In this thesis we propose a new hierarchical surface decomposition algorithm and use it in three applications. The idea behind the algorithm is to separate the decomposition into two stages. In the first stage the patches which encircle the main parts of the input object are found. In the second stage the final cuts between the patches are found.
The algorithm proposed has a few benefits over previous algorithms. First, while previous algorithms produce ``flat'' decompositions, our algorithm produces hierarchical ones. As a consequence, should the number of components be refined, the whole decomposition does not have to be calculated from scratch. oreover, components which belong to a refined decomposition are contained in components of a coarser decomposition, which is usually a desired property.

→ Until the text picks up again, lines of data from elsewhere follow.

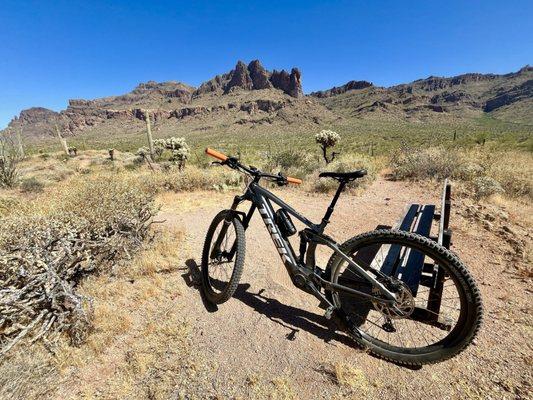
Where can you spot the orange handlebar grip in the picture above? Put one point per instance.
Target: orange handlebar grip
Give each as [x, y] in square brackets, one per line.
[294, 180]
[216, 154]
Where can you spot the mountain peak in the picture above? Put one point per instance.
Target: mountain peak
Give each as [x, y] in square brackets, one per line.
[254, 77]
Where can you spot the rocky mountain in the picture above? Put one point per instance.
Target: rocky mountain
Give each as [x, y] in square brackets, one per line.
[463, 96]
[249, 95]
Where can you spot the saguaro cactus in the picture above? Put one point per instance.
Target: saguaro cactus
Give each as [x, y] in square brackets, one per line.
[62, 141]
[327, 139]
[149, 133]
[19, 140]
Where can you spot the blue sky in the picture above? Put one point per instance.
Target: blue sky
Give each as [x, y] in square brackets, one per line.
[55, 50]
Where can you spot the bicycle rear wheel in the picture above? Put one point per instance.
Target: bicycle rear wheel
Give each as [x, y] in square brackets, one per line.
[439, 310]
[223, 257]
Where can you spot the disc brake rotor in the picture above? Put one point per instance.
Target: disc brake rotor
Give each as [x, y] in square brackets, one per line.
[404, 306]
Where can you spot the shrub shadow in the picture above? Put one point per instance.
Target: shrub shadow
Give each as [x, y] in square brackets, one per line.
[292, 318]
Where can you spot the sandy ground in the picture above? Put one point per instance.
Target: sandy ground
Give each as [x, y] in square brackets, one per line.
[270, 329]
[271, 340]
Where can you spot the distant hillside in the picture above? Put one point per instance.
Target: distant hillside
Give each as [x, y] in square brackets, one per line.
[507, 97]
[251, 97]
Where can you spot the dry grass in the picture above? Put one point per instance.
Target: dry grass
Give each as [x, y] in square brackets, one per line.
[352, 377]
[485, 171]
[136, 301]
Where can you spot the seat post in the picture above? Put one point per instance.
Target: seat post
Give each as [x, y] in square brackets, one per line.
[329, 211]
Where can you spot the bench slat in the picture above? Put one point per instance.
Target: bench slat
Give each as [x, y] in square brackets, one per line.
[412, 271]
[391, 260]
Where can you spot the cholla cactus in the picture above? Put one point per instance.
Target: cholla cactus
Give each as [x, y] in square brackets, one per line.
[326, 139]
[143, 152]
[179, 150]
[159, 147]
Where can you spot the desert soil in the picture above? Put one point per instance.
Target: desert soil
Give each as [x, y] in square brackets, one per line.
[270, 330]
[272, 341]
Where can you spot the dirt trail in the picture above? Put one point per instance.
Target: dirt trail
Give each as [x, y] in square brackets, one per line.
[271, 331]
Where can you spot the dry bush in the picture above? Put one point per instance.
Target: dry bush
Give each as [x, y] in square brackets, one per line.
[484, 186]
[190, 178]
[10, 159]
[31, 185]
[485, 171]
[431, 163]
[46, 247]
[346, 163]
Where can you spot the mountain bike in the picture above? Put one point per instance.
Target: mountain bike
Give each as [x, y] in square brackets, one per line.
[379, 310]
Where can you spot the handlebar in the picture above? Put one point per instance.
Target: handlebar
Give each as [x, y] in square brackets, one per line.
[235, 164]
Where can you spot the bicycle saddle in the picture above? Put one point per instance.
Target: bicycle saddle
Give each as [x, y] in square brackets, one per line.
[347, 176]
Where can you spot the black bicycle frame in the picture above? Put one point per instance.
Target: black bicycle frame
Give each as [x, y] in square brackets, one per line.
[262, 199]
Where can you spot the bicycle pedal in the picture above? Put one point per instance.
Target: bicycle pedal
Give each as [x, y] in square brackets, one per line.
[329, 312]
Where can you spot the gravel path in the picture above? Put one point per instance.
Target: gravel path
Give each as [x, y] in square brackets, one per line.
[271, 333]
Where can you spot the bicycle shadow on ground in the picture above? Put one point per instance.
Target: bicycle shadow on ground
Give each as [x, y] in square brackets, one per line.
[292, 318]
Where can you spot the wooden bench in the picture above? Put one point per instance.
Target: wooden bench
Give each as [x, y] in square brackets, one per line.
[410, 267]
[419, 219]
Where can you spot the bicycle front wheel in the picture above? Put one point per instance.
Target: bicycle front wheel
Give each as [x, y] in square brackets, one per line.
[223, 257]
[438, 310]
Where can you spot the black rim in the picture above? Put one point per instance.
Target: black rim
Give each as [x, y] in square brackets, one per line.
[221, 260]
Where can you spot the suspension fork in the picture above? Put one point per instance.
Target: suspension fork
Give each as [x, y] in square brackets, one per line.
[245, 219]
[317, 238]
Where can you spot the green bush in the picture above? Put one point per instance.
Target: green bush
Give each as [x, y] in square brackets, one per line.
[431, 163]
[484, 186]
[31, 185]
[346, 163]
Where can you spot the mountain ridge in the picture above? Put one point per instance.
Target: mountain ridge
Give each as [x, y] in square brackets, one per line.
[251, 94]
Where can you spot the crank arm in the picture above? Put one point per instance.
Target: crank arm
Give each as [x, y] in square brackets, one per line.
[327, 241]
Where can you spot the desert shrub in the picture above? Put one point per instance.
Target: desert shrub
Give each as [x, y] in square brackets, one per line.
[347, 163]
[290, 162]
[484, 186]
[8, 204]
[513, 170]
[431, 163]
[327, 139]
[191, 178]
[31, 185]
[10, 159]
[178, 148]
[47, 247]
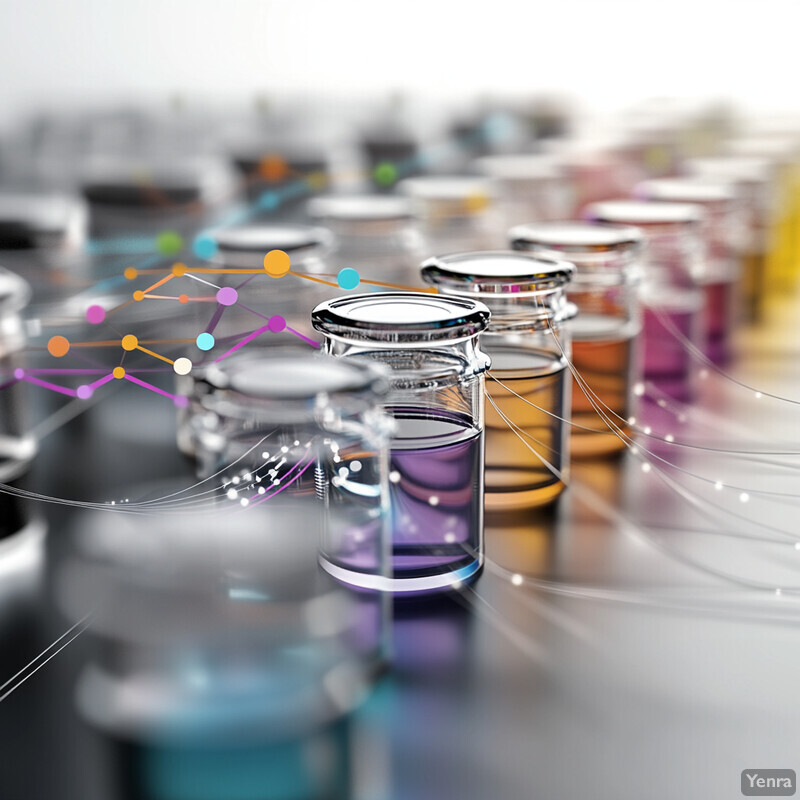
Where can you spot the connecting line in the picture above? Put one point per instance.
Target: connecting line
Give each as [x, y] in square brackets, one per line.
[10, 685]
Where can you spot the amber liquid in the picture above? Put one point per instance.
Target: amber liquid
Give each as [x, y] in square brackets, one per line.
[533, 397]
[601, 403]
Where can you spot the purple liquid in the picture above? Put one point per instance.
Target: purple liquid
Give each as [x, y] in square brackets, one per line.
[436, 490]
[720, 297]
[667, 359]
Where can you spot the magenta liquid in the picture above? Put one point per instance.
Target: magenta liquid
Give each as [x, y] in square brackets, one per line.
[671, 320]
[436, 491]
[720, 299]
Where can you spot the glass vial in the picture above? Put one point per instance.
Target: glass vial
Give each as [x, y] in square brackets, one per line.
[374, 234]
[453, 213]
[529, 188]
[436, 399]
[301, 430]
[720, 273]
[605, 331]
[671, 290]
[754, 179]
[528, 387]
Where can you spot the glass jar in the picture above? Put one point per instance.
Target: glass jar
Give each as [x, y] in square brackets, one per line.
[220, 658]
[374, 234]
[671, 290]
[605, 331]
[528, 387]
[17, 446]
[430, 344]
[291, 429]
[755, 183]
[529, 188]
[454, 213]
[720, 275]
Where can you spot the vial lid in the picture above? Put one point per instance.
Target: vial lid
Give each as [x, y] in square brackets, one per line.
[576, 238]
[401, 318]
[294, 376]
[15, 292]
[685, 190]
[360, 208]
[247, 244]
[644, 212]
[495, 272]
[29, 221]
[446, 188]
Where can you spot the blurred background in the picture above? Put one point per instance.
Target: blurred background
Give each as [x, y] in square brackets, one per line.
[634, 636]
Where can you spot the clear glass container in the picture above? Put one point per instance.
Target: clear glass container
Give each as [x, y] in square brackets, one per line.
[374, 234]
[529, 188]
[605, 331]
[220, 659]
[436, 399]
[671, 290]
[528, 387]
[722, 219]
[454, 213]
[305, 431]
[18, 446]
[755, 182]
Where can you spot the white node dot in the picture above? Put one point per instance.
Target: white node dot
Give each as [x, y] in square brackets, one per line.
[182, 366]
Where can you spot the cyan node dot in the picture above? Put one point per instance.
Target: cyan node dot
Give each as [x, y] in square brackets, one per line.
[348, 278]
[205, 341]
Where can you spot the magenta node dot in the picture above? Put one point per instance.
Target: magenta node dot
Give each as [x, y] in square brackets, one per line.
[227, 296]
[277, 323]
[95, 314]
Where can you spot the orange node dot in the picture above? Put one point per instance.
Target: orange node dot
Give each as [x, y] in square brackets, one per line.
[58, 346]
[277, 263]
[273, 168]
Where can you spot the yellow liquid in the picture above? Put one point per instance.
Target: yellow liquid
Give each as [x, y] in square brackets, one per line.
[532, 397]
[605, 368]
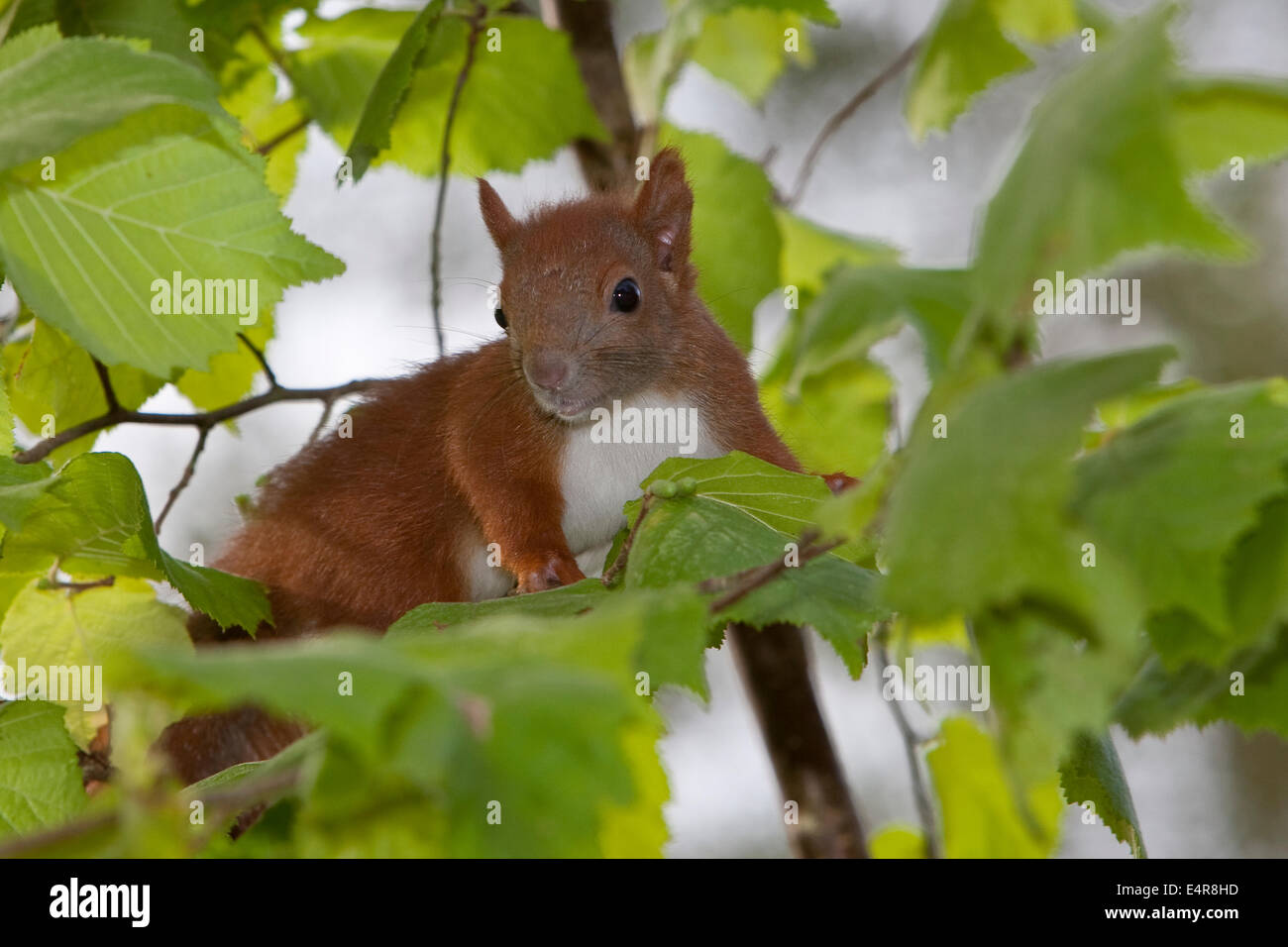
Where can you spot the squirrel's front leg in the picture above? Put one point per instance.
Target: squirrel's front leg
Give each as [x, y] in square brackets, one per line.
[526, 521]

A Second benefit of the algorithm proposed is in the way boundaries between components are handled. Previously, the focus has been on generating either meaningful components or components which comply with certain geometric properties. The boundaries between the components, however, were a by-product of the process. As a result, the boundaries were often too jagged or too straight in a way that did not always fit the model. The current algorithm aims at avoiding jagginess, by specifically handling the boundaries. Finally, the algorithm avoids over-segmentation and decomposes the objects into meaningful components.
We demonstrate the use of our algorithm in three applications. The first application is skeleton articulation which is a novel application for a surface decomposition algorithm. This skeleton is used to control non-rigid animations in real-time. The second application is finding a correspondence for metamorphosis. Given two objects, they are first decomposed using our decomposition algorithm. A correspondence between the parts of the two objects is established, maintaining the boundaries between the components. Finally, our algorithm is used in the creation of 3D puzzles, which is also a novel application.